アスレティック・ビルバオのイニャキ・ウィリアムス
アスレティック・ビルバオのイニャキ・ウィリアムス【写真:Getty Images】

 後半立ち上がりにアドゥリスのヘディングシュートが炸裂、DFがクリアしたがビルバオの圧力が強くなる。右サイドのウィリアムスのスピードを抑えられない。

 えっ、この人もバスク人? と思われるのも当たり前、父親ガーナ、母親リベリア、完全な黒人なのだが、生まれはバスク州。血統ではなくて出生地主義なので、イニャキ・ウィリアムスは完全なるバスク人である。しかし長身柔軟、類い希な俊足は、バスクの山岳ではなく明らかにアフリカの大地が生んだ才だ。バスク代表にとって得難い逸材といえる。

 61分にジダン監督が動く。モドリッチに代えてルーカス・バスケス。フォーメーションは4-4-2へ。ベイルを左サイドに下げて、ロナウドとベンゼマをトップに残す。いつもの運動量増加&バランス再構築策だが、ウィリアムスの脅威にマルセロにベイルを足して対抗しようという意図もあっただろう。

 これでビルバオの右サイドを鎮火して勝利すれば、「やっぱりBBCより4-4-2じゃないの?」と議論が一気に傾くところだが、なぜかビルバオの右サイドはいっそう燃えさかってしまう。
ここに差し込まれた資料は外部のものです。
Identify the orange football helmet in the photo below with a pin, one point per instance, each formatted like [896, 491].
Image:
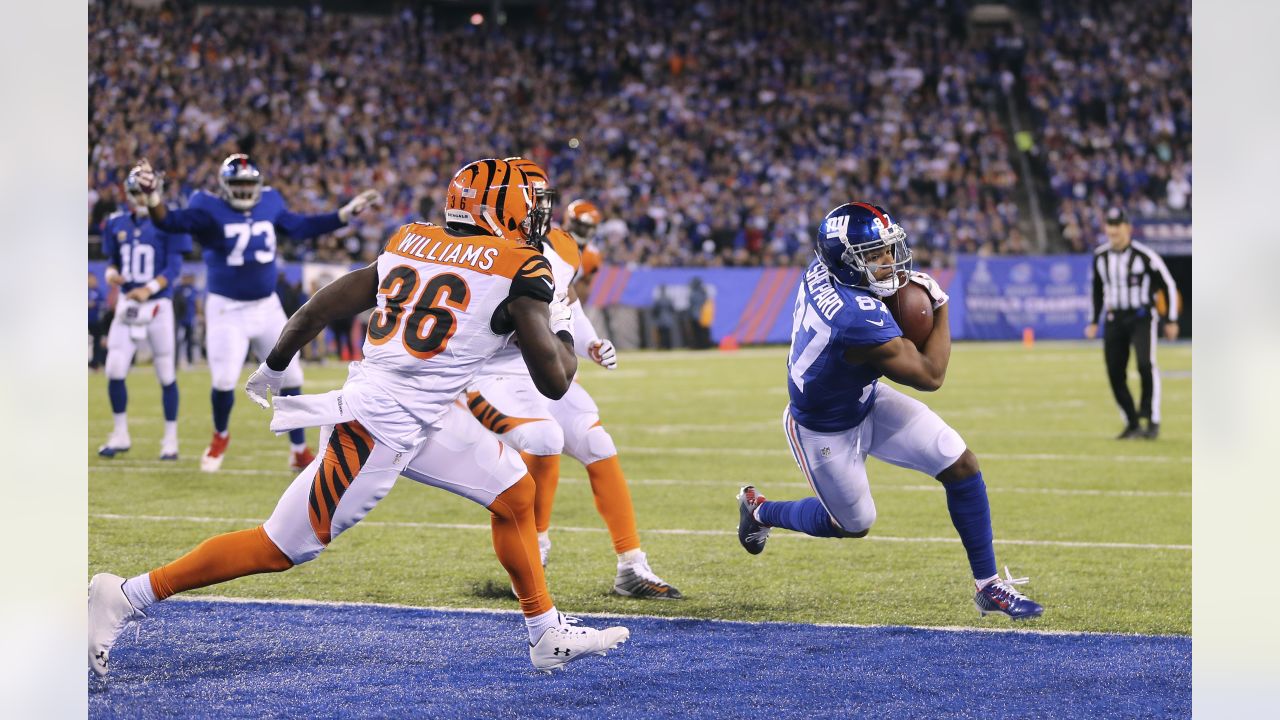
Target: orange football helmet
[581, 219]
[494, 196]
[540, 220]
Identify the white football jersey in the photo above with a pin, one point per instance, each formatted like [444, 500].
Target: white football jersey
[440, 317]
[561, 254]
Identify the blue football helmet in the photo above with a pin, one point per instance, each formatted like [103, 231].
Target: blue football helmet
[241, 182]
[853, 229]
[133, 187]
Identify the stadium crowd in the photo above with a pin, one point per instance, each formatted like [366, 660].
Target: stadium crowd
[709, 132]
[1110, 90]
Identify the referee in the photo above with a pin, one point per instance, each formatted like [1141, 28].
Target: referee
[1125, 278]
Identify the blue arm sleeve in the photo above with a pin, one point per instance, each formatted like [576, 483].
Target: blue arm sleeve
[187, 220]
[301, 227]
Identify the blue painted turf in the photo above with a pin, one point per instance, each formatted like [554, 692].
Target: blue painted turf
[202, 659]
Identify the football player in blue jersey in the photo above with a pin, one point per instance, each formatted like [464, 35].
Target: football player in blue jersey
[844, 340]
[237, 231]
[144, 261]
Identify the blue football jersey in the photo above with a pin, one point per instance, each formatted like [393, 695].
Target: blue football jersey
[240, 245]
[142, 251]
[828, 393]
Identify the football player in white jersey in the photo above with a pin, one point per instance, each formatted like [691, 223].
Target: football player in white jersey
[446, 299]
[504, 400]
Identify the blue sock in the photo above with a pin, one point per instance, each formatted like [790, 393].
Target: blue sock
[119, 396]
[223, 401]
[970, 514]
[805, 516]
[169, 399]
[300, 434]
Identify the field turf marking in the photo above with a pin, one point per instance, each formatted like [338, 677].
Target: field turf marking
[648, 531]
[158, 466]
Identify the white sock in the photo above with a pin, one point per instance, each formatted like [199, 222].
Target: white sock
[539, 624]
[138, 591]
[630, 556]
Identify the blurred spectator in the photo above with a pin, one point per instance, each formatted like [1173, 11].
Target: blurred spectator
[712, 132]
[186, 305]
[96, 328]
[1110, 85]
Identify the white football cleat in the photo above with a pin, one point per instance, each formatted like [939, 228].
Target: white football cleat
[567, 642]
[109, 611]
[544, 547]
[114, 445]
[211, 459]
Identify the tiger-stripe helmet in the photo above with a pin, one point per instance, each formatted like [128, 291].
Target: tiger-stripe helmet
[583, 219]
[544, 196]
[493, 196]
 最初のウィリアムスの決定機はGKケイラー・ナバスのファインプレーでなかったことにできたものの、2分後にはウィリアムスのハイクロスをラウール・ガルシアに折り返されてアドゥリスがゴールした。ウィリアムス無双、ラウール・ガルシア&アドゥリスの制空権、ビルバオのいいところが全部出た。狙いどおりだ。